L'apparition de procédures arbitrales pour régler les différends fiscaux internationaux peut apparaître étonnante dans un contexte de judiciarisation croissante des conflits ; elle s'est faite en premier lieu sous la pression constante des entreprises. Le développement des procédures d'arbitrage répond clairement à la demande des entreprises qui se heurtent à un nombre croissant de différends transfrontaliers sur des affaires d'une complexité accrue, impliquant par exemple des problématiques d'incorporels ou de sous-capitalisation, et qui souhaitent une solution effective, et si possible rapide, aux problèmes de double imposition. Les délais de la procédure amiable peuvent être très longs et certains contribuables craignent que les affaires ne soient réglées non en fonction de leur cas propre, mais selon une appréhension de l'ensemble des procédures en cours. L'espoir des entreprises est donc que la double imposition soit évitée mais aussi que la décision des arbitres soit de qualité, c'est-à-dire qu'elle apporte un éclairage sur la question posée et non un simple "jugement de Salomon".

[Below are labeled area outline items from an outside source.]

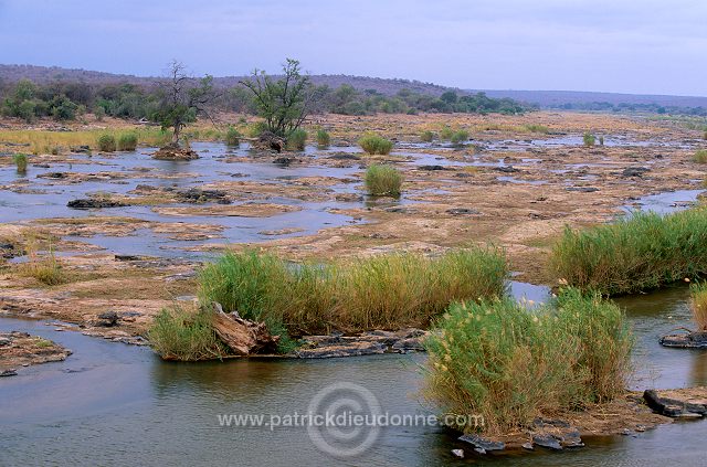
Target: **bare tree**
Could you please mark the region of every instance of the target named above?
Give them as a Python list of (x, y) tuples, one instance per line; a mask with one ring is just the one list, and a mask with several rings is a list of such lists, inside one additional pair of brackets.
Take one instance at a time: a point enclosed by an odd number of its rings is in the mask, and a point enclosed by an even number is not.
[(302, 75), (299, 62), (286, 59), (283, 76), (275, 81), (264, 71), (255, 70), (252, 78), (240, 82), (255, 99), (257, 114), (265, 119), (267, 130), (286, 137), (307, 119), (316, 88), (308, 75)]
[(172, 61), (168, 76), (160, 83), (160, 103), (157, 120), (162, 129), (172, 128), (172, 146), (179, 146), (181, 130), (196, 121), (199, 115), (208, 114), (208, 105), (215, 98), (213, 77), (189, 76), (182, 63)]

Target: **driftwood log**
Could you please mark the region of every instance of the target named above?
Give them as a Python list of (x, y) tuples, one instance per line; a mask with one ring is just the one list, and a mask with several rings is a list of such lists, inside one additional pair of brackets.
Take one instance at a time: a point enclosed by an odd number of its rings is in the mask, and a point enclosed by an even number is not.
[(226, 315), (219, 304), (213, 304), (213, 329), (236, 355), (245, 357), (275, 350), (279, 336), (272, 336), (264, 322), (241, 318), (238, 314)]

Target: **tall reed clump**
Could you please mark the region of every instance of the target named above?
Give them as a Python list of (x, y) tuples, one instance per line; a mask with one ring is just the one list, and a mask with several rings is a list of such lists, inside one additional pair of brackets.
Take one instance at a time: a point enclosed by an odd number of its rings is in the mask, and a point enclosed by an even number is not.
[(454, 304), (425, 342), (424, 393), (446, 414), (483, 417), (454, 428), (505, 434), (620, 394), (631, 346), (621, 309), (598, 294), (564, 289), (536, 310), (510, 298)]
[(363, 184), (372, 197), (400, 197), (402, 173), (391, 166), (373, 163), (366, 169)]
[(461, 145), (463, 142), (468, 141), (468, 131), (466, 130), (456, 130), (450, 137), (450, 141), (453, 145)]
[(369, 155), (389, 155), (393, 149), (393, 141), (376, 134), (366, 134), (359, 140), (358, 145)]
[(693, 156), (693, 160), (697, 163), (707, 163), (707, 149), (699, 149)]
[(225, 144), (226, 146), (239, 146), (241, 142), (241, 134), (234, 127), (229, 127), (225, 130)]
[(707, 209), (636, 212), (613, 224), (566, 229), (550, 266), (562, 282), (630, 294), (707, 274)]
[(434, 132), (430, 130), (424, 130), (420, 135), (420, 140), (423, 142), (432, 142), (434, 140)]
[(414, 253), (292, 265), (272, 254), (228, 253), (199, 278), (202, 303), (282, 325), (291, 333), (425, 326), (452, 301), (499, 296), (503, 252), (475, 247), (436, 258)]
[(97, 142), (99, 151), (114, 152), (116, 150), (115, 137), (113, 135), (101, 135)]
[(292, 130), (287, 135), (287, 149), (291, 151), (304, 151), (307, 144), (307, 131), (302, 128)]
[(12, 156), (12, 161), (14, 162), (14, 166), (18, 169), (18, 173), (27, 173), (27, 163), (28, 163), (27, 155), (17, 153)]
[(328, 148), (331, 144), (331, 136), (324, 128), (317, 130), (317, 146), (320, 148)]
[(207, 307), (163, 308), (154, 319), (147, 338), (165, 360), (198, 361), (220, 359), (228, 349), (219, 340)]
[(707, 282), (690, 285), (689, 291), (690, 309), (697, 330), (707, 331)]
[[(137, 134), (129, 131), (123, 132), (118, 136), (117, 150), (119, 151), (134, 151), (137, 149)], [(103, 150), (103, 149), (102, 149)]]

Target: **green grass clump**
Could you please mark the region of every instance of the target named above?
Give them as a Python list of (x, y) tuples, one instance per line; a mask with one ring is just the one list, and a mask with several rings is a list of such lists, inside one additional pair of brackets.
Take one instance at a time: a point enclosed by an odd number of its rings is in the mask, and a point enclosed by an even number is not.
[[(101, 145), (101, 142), (98, 142)], [(117, 150), (134, 151), (137, 149), (137, 134), (124, 132), (118, 136)], [(102, 149), (103, 150), (103, 149)]]
[(234, 127), (229, 127), (225, 130), (225, 144), (226, 146), (239, 146), (241, 142), (241, 134)]
[(689, 287), (690, 309), (698, 331), (707, 331), (707, 282), (695, 283)]
[(27, 157), (27, 155), (22, 155), (22, 153), (17, 153), (12, 156), (12, 161), (14, 162), (14, 166), (17, 167), (19, 173), (27, 172), (28, 159), (29, 158)]
[[(228, 253), (199, 278), (202, 303), (284, 326), (291, 335), (425, 326), (452, 301), (499, 296), (507, 265), (495, 248), (429, 258), (414, 253), (292, 265), (272, 254)], [(272, 331), (276, 333), (275, 331)]]
[(115, 137), (113, 135), (101, 135), (98, 137), (98, 150), (114, 152), (116, 150)]
[(374, 134), (367, 134), (358, 140), (358, 145), (369, 155), (389, 155), (393, 149), (393, 141)]
[(707, 149), (699, 149), (695, 152), (693, 160), (697, 163), (707, 163)]
[(198, 361), (226, 355), (228, 349), (213, 329), (212, 312), (207, 307), (163, 308), (147, 332), (150, 346), (165, 360)]
[(616, 305), (564, 289), (536, 310), (509, 298), (454, 304), (425, 346), (425, 394), (447, 414), (483, 416), (455, 428), (493, 435), (620, 394), (632, 338)]
[(569, 285), (630, 294), (707, 273), (707, 210), (636, 212), (613, 224), (566, 229), (550, 258)]
[(468, 141), (468, 131), (466, 130), (456, 130), (452, 134), (452, 137), (450, 137), (450, 141), (452, 141), (453, 145), (461, 145), (463, 142)]
[(402, 173), (394, 167), (374, 163), (366, 169), (363, 184), (372, 197), (400, 197)]
[(307, 131), (302, 128), (292, 130), (287, 135), (287, 149), (291, 151), (304, 151), (307, 142)]
[(327, 148), (331, 142), (331, 136), (329, 132), (323, 128), (317, 130), (317, 146), (320, 148)]

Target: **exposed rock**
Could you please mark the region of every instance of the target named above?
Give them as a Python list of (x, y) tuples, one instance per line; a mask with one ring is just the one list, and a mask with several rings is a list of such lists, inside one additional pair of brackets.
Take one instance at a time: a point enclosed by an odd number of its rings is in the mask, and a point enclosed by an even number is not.
[(479, 215), (481, 211), (471, 208), (452, 208), (445, 211), (451, 215)]
[(707, 349), (707, 332), (688, 332), (683, 335), (663, 336), (661, 346), (682, 349)]
[(213, 305), (213, 329), (236, 355), (245, 357), (260, 351), (273, 351), (279, 336), (272, 336), (264, 322), (243, 319), (238, 314), (226, 315), (219, 304)]
[(118, 314), (115, 311), (106, 311), (98, 315), (98, 321), (96, 326), (103, 326), (104, 328), (112, 328), (118, 323)]
[(83, 198), (78, 200), (72, 200), (66, 203), (66, 206), (72, 209), (102, 209), (102, 208), (125, 208), (125, 204), (120, 201), (101, 199), (101, 198)]
[(503, 442), (495, 442), (493, 439), (487, 439), (478, 435), (463, 435), (457, 438), (461, 442), (468, 443), (477, 449), (486, 450), (504, 450), (506, 448), (506, 444)]
[(152, 155), (152, 159), (159, 160), (193, 160), (199, 159), (199, 155), (188, 148), (176, 145), (165, 146)]
[(650, 172), (647, 167), (626, 167), (621, 172), (622, 177), (643, 177), (644, 173)]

Les administrations sont, quant à elles, plus réservées sur l'arbitrage, par culture d'abord : le règlement du litige échappe à leur contrôle dans un domaine régalien, mais aussi par une certaine méfiance à l'égard d'une décision qui serait prise par des tiers dont elles ne connaissent pas l'approche. Ceci ressort clairement de la CEA, puisque les administrations se réservent un délai supplémentaire de six mois après l'avis de la commission d'arbitrage pour chercher à nouveau une autre solution. La procédure est consommatrice de temps et implique pour l'administration de présenter à nouveau le dossier et de gérer des tâches purement administratives, par exemple la répartition des coûts. Le regard de l'administration est en même temps positif sur cette procédure qui met à leur disposition un outil pour régler des affaires avec des Etats qui ne veulent pas coopérer dans un contexte de forte hausse de dossiers en suspens, l'existence même de l'arbitrage ayant un impact très fort quant à l'incitation des administrations à s'entendre.
Deux cadres existent actuellement pour résoudre les différends transfrontaliers par le moyen de l'arbitrage : la CEA et certaines conventions fiscales bilatérales. Le champ d'application dépend des conventions internationales qui prévoient généralement d'ouvrir la procédure notamment aux personnes morales résidentes d'un des Etats partie à la convention pour l'impôt sur les sociétés. La CEA est, en revanche, fermée aux entreprises en cas de pénalités graves, notamment pour abus de droit, manquement délibéré, manoeuvres frauduleuses ou défaut de déclaration après mise en demeure.
A la suite des recommandations de l'OCDE, la France a renégocié récemment des conventions bilatérales avec certains pays en introduisant des clauses d'arbitrage. C'est le cas des conventions signées avec les Etats-Unis, la Suisse et le Royaume-Uni. D'autres conventions prévoyaient déjà une telle clause, mais ces clauses plus anciennes soumettent l'arbitrage à l'accord des administrations, comme les Conventions franco-allemande (4), franco-canadienne (5) et franco-kazakh (6). En revanche, la décision arbitrale s'impose généralement aux Etats.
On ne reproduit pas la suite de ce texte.